* Design of new, multi-subnet secnet protocol

Like the first (1995/6) version, we're tunnelling IP packets inside
UDP packets. To defeat various restrictions which may be imposed on us
by network providers (like the prohibition of incoming TCP
connections) we're sticking with UDP for everything this time,
including key setup. This means we have to handle retries, etc.

Other new features include being able to deal with subnets hidden
behind changing 'real' IP addresses, and the ability to choose
algorithms and keys per pair of communicating sites.

** Configuration and structure

[The original plan]

The network is made up from a number of 'sites'. These are collections
of machines with private IP addresses. The new secnet code runs on
machines which have interfaces on the private site network and some
way of accessing the 'real' internet.

Each end of a tunnel is identified by a name. Often it will be
convenient for every gateway machine to use the same name for each
tunnel endpoint, but this is not vital. Individual tunnels are
identified by their two endpoint names.

[The new plan]

It appears that people want to be able to use secnet on mobile
machines like laptops as well as to interconnect sites. In particular,
they want to be able to use their laptop in three situations:

1) connected to their internal LAN by a cable; no tunnel involved
2) connected via wireless, using a tunnel to protect traffic
3) connected to some other network, using a tunnel to access the
internal LAN.

They want the laptop to keep the same IP address all the time.

Case (1) is simple.

Case (2) requires that the laptop run a copy of secnet, and have a
tunnel configured between it and the main internal LAN default
gateway. secnet must support the concept of a 'soft' tunnel where it
adds a route and causes the gateway to do proxy-ARP when the tunnel is
up, and removes the route again when the tunnel is down.

The usual prohibition of packets coming in from one tunnel and going
out another must be relaxed in this case (in particular, the
destination address of packets from these 'mobile station' tunnels may
be another tunnel as well as the host).

(Quick sanity check: if chiark's secnet address was in
192.168.73.0/24, would this work properly?
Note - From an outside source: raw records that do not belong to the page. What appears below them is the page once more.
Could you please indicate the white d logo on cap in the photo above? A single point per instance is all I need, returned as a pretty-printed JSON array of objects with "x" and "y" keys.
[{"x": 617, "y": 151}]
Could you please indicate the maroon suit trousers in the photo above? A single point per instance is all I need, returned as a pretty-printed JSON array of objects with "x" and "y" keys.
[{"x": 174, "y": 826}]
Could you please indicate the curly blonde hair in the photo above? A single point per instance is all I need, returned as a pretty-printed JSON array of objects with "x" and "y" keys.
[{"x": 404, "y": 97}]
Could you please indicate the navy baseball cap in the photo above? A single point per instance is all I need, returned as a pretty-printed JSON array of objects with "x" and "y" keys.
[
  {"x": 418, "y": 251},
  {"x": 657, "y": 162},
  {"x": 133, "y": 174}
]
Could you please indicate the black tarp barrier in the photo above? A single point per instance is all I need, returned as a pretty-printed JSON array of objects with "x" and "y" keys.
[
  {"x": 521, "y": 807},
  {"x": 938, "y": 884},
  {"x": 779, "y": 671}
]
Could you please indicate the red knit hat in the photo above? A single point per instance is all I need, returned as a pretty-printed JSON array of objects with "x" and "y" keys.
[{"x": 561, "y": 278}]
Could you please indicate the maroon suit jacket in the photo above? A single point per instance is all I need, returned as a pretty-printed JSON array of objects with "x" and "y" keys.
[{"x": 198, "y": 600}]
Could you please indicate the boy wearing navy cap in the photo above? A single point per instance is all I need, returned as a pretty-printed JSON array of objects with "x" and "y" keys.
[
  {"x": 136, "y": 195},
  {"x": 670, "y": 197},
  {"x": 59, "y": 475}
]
Yes, because there will be
an explicit route to it, and proxy ARP will be done for it. Do we want
packets from the chiark tunnel to be able to go out along other
routes? No. So, spotting a 'local' address in a remote site's list of
networks isn't sufficient to switch on routing for a site. We need an
explicit option. NB packets may be routed if the source OR the
destination is marked as allowing routing [otherwise packets couldn't
get back from eg. chiark to a laptop at greenend]).

[the even newer plan]

secnet sites are configured to grant access to particular IP address
ranges to the holder of a particular public key.  The key can certify
other keys, which will then be permitted to use a subrange of the IP
address range of the certifying key.

This means that secnet won't know in advance (i.e. at configuration
time) how many tunnels it might be required to support, so we have to
be able to create them (and routes, and so on) on the fly.
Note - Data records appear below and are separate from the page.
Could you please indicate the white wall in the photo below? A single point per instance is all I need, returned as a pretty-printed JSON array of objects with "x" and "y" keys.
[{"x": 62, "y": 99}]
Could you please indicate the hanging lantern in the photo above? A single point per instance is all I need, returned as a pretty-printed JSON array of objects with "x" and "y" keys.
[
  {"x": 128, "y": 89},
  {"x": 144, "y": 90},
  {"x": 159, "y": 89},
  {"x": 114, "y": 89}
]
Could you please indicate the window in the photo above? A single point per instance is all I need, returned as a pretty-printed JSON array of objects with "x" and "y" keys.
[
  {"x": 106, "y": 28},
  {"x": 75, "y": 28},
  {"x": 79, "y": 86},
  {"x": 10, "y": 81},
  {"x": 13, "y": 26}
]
** VPN-level configuration

At a high level we just want to be able to indicate which groups of
users can claim ownership of which ranges of IP addresses. Assuming
these users (or their representatives) all have accounts on a single
machine, we can automate the submission of keys and other information
to make up a 'sites' file for the entire VPN.

The distributed 'sites' file should be in a more restricted format
than the secnet configuration file, to prevent attackers who manage to
distribute bogus sites files from taking over their victim's machines.

The distributed 'sites' file is read one line at a time. Each line
consists of a keyword followed by other information. It defines a
number of VPNs; within each VPN it defines a number of locations;
within each location it defines a number of sites. These VPNs,
locations and sites are turned into a secnet.conf file fragment using
a script.

Some keywords are valid at any 'level' of the distributed 'sites'
file, indicating defaults.

The keywords are:

vpn n: we are now declaring information to do with VPN 'n'. Must come first.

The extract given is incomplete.